Por Guy Sorman
Para LA NACION
PARIS
La guerrilla urbana entablada por los "jóvenes de los suburbios" es sólo un testimonio más de la desconexión entre la sociedad francesa, en su actual fase evolutiva, y una clase política inmutable. Desde hace unos treinta años, el Estado francés, o, mejor dicho, el gobierno, manifiesta un autismo notable que afecta a todos los partidos, como que todos ellos reclutan a su gente en un mismo marjal, definido por unas pocas escuelas superiores de París. Para la estatocracia, nada cambia y nada debe cambiar porque Francia, tal como es hoy y tal como ha sido, es perfecta. La concepción del Estado y los modos de gobernarlo, definidos en el siglo XIII, son inmutables y conviene que la sociedad se adapte a ellos. En esta ideología del Estado, existe un modelo perfecto, el nuestro, envidiado por el resto del mundo: arriba, el Estado; abajo, la sociedad. El Estado marca el rumbo; la sociedad lo sigue. Una sociedad constituida por individuos que, por definición, son iguales ante la ley.
Ahora bien, desde los años 80, el Estado habla sin que nadie lo escuche, mientras la sociedad avanza por otros mil caminos distintos. Ya no existe -por ejemplo- relación alguna entre la economía francesa, capitalista y globalizada, y una política económica nacional basada en subvenciones a unos agricultores que, entretanto, han desaparecido. Tampoco existe ya un nexo entre el discurso estatal sobre la inmigración (prohibida por la ley) y los inmigrantes que llegan en masa para disfrutar de nuestros buenos hospitales y excelentes escuelas. Ni entre el discurso del Estado republicano acerca de la ciudadanía y el laicismo, por un lado, y la formación de comunidades étnicas y religiosas, por el otro.
La sociedad francesa se ha balcanizado, se ha organizado basándose en las nuevas solidaridades. Todos los sectores del empresariado se internacionalizaron. Los estudiantes se despolitizaron. Los sindicatos sólo defienden sus propios intereses. Los partidos perdieron a sus militantes. Los inmigrantes crearon una economía paralela. Todas estas microsociedades viven en Francia, pero ya no constituyen una República Francesa. Los inmigrantes jóvenes lo dicen más abiertamente que otros grupos porque nada poseen y, por tanto, nada tienen que perder.

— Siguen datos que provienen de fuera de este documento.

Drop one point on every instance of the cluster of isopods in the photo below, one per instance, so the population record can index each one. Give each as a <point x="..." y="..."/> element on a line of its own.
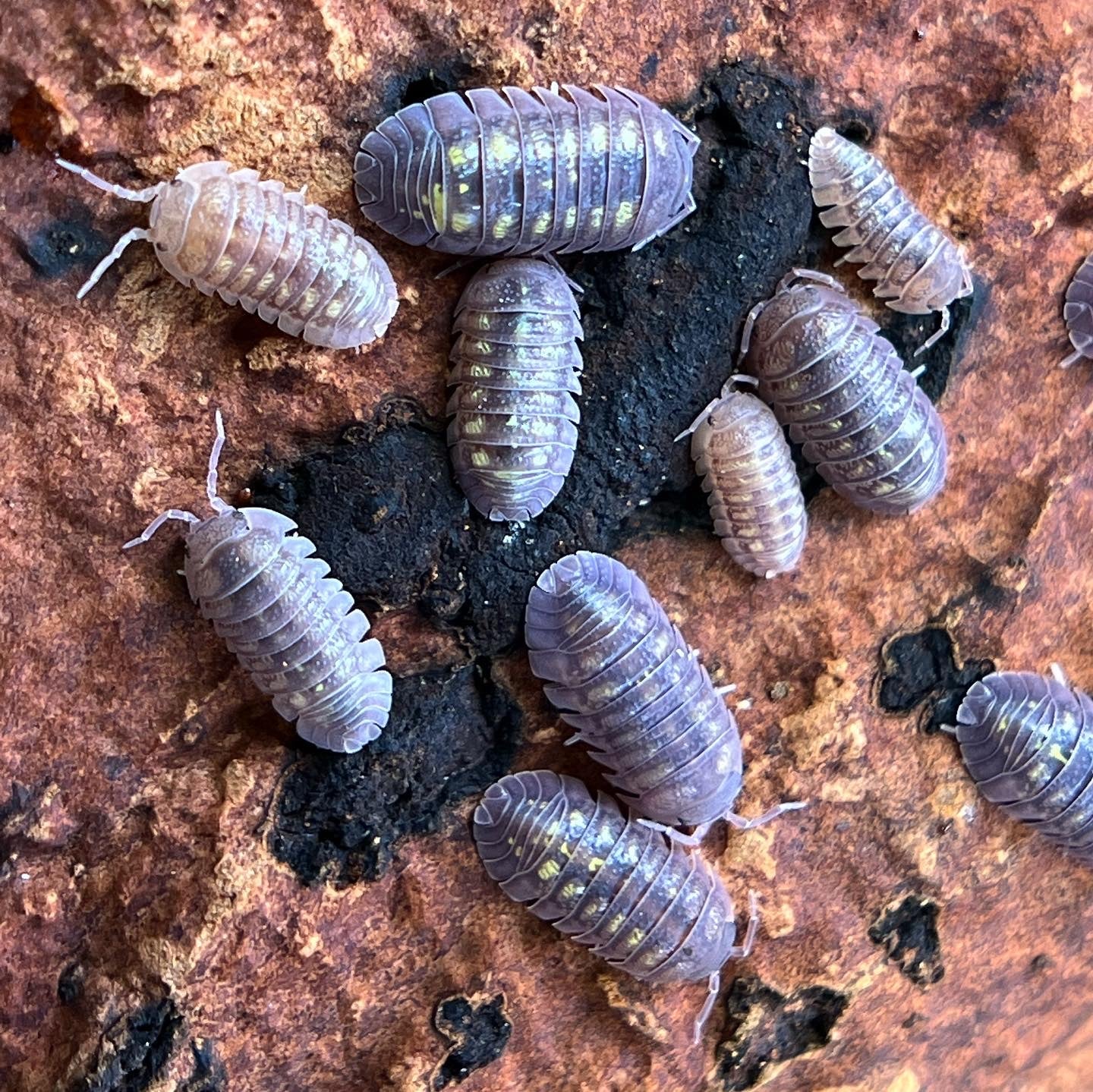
<point x="526" y="176"/>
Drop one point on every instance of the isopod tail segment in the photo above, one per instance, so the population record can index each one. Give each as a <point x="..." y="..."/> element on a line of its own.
<point x="143" y="196"/>
<point x="740" y="952"/>
<point x="695" y="839"/>
<point x="219" y="505"/>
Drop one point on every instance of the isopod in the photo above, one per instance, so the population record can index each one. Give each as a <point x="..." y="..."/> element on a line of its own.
<point x="748" y="471"/>
<point x="248" y="241"/>
<point x="1078" y="314"/>
<point x="515" y="369"/>
<point x="292" y="627"/>
<point x="1028" y="742"/>
<point x="842" y="389"/>
<point x="636" y="898"/>
<point x="625" y="678"/>
<point x="918" y="269"/>
<point x="484" y="173"/>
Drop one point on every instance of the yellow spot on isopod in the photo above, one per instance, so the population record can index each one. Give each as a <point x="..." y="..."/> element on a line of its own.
<point x="549" y="870"/>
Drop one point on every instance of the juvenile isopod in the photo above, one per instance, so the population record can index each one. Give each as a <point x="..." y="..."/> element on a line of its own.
<point x="918" y="269"/>
<point x="748" y="471"/>
<point x="1028" y="742"/>
<point x="625" y="678"/>
<point x="636" y="898"/>
<point x="248" y="241"/>
<point x="515" y="369"/>
<point x="293" y="628"/>
<point x="842" y="389"/>
<point x="1078" y="314"/>
<point x="528" y="173"/>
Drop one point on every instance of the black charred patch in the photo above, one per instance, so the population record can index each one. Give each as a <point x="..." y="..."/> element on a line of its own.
<point x="132" y="1050"/>
<point x="478" y="1032"/>
<point x="919" y="669"/>
<point x="62" y="245"/>
<point x="337" y="818"/>
<point x="661" y="327"/>
<point x="209" y="1072"/>
<point x="907" y="930"/>
<point x="70" y="984"/>
<point x="767" y="1027"/>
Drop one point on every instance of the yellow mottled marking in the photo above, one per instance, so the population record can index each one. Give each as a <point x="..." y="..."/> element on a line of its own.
<point x="503" y="148"/>
<point x="549" y="870"/>
<point x="624" y="213"/>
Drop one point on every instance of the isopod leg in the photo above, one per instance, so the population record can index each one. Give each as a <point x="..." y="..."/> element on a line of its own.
<point x="749" y="824"/>
<point x="127" y="195"/>
<point x="742" y="951"/>
<point x="1060" y="675"/>
<point x="186" y="518"/>
<point x="707" y="1005"/>
<point x="940" y="332"/>
<point x="131" y="236"/>
<point x="218" y="446"/>
<point x="808" y="275"/>
<point x="690" y="841"/>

El Estado francés está desnudo, pero lo ignora. La clase política -refugiada en sus palacios del siglo XVIII y en dos distritos parisienses- tiene por principal objetivo su propia supervivencia. Entretanto, la verdadera Francia arde. Y es difícil que la clase política admita que ha administrado muy mal el Estado en los últimos veinticinco años. ¿Quién se declarará responsable del déficit público más grave de Europa? ¿Quién reconocerá la vacuidad de un discurso republicano reducido a pieza arqueológica por la existencia de las comunidades? ¿Quién confesará que, frente a la realidad de la discriminación, hace tiempo que debería haberse intentado una acción afirmativa al estilo norteamericano? Y que el Estado, al entrometerse en todo (economía, cultura), de hecho, se ha vuelto ineficaz. Hace dos años dejó morir deshidratados a treinta mil ancianos en geriátricos sin aire acondicionado. Hoy se muestra incapaz de oponer resistencia a unos pocos centenares de granujas. ¿El Estado? Está donde ya no se lo necesita y no está donde haría falta.
Este autismo político es la causa de los incendios. De tanto interrogarnos con respecto a un puñado de adolescentes incendiarios, no preguntamos a nadie por qué el Estado no los vio venir. ¿Quién creó las zonas sin ley, donde empezaron los incendios? ¿Los adolescentes o el Estado autista?